Doll Parts
By Michael Koresky
Lars and the Real Girl
Dir. Craig Gillespie, U.S., MGM
In Lars and the Real Girl, Ryan Gosling gives an expectedly inward, gently mannered performance as Lars, a devastatingly closed-off, lonely twentysomething who lives in a garage behind the house of his brother, Gus, and sister-in-law, Karin, and works in one of those faceless, soulless cubicled offices that’s become the standard for big-screen drudgery. Though Lars comes across as something of a sweetly standoffish innocent, his recurrent, pained eye twitches and pathological inability to join Karin and Gus for a home-cooked meal point toward a more profound inner torment. Seemingly paralyzed by the fear of integrating with society, Lars retreats even further—into a delusional state. This is manifest when he orders a life-sized, plastic female doll online, names her Bianca, and begins to envision her as a viable, living romantic partner.

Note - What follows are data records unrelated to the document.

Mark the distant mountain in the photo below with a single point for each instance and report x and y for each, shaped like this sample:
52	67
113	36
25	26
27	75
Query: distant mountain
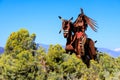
1	50
45	46
104	50
110	52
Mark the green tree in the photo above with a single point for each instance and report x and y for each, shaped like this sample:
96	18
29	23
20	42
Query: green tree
20	41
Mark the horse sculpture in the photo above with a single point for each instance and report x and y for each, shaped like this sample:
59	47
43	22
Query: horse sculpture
68	29
83	22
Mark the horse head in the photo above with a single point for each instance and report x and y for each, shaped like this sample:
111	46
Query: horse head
66	27
83	21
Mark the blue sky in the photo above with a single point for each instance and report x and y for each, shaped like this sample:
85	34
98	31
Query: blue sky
41	17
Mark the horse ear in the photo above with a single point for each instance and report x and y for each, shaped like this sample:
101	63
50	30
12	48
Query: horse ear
60	18
71	18
81	11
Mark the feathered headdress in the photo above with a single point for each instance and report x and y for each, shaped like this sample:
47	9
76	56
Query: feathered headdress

Lest this all sound like a Farrelly Brothers-esque comedy of mortification, it should be noted that the defiantly sober script (by Six Feet Under’s Nancy Oliver) and direction (by Craig Gillespie) refuse to adhere to the tenets of either absurdist comedy or crude jocularity. Not only is Lars never caught (or even shown) with his pants down while mounting the mannequin, he also remains ever-chaste, imagining Bianca as a good-girl fiancée with whom he will wait for marriage. Additionally, Lars does not keep Bianca a dirty little secret, stashing her away from family and co-workers; instead, Oliver needs us to swallow that Lars’s delusions run so deep that he willingly introduces Bianca around as though everyone else sees her the same way he does. Reaction from the tight-knit northern Midwest community is surprisingly accepting, even proud and contented; and ultimately, Lars’s burgeoning relationship with his silicone mistress, and its attendant ups and downs, is meant to stand in for a rather commonplace rite of passage.
There’s no denying that Lars and the Real Girl’s defiantly good nature comes as something of a refresher, especially given that the oddball subject matter would normally be exploited for gross-out gags. Yet as a result, Lars feels wholly neutered, a wishful-thinking portrait of a reliably lovable outcast, who not only is almost entirely embraced in his antisocial behavior but also never comes up against much conflict. Therefore, the film’s nearly Pollyanna-ish outcome—in which a town bands together in a show of epic enabling and a stunted man-child learns about personal growth—is practically a given, and the film moves along a steady, inoffensive track to a feel-good outcome.
But embracing, or even idolizing, madness has been a narrative stock-in-trade for many years (Cuckoo’s Nest, Benny & Joon), as both a way to symbolize the individual skirting societal expectations and a means to question, “What is true normalcy?” These issues have been plumbed with greater depths and less absurdist cutesiness in other fictions, but Lars does offer its own small pleasures, from Gillespie’s delicate direction, which lovingly evokes a midwinter atmosphere of hushed sunlight and snow, to terrific supporting turns from Paul Schneider and Emily Mortimer as Gus and Karin, the most conflicted of Lars’s ostensible supporters. It’s their startled compassion that holds the film together, and thanks to Schneider’s searching, moving delivery, a late-film speech about what it means to “be grown up” manages to sound spontaneous, genuine, and unwritten.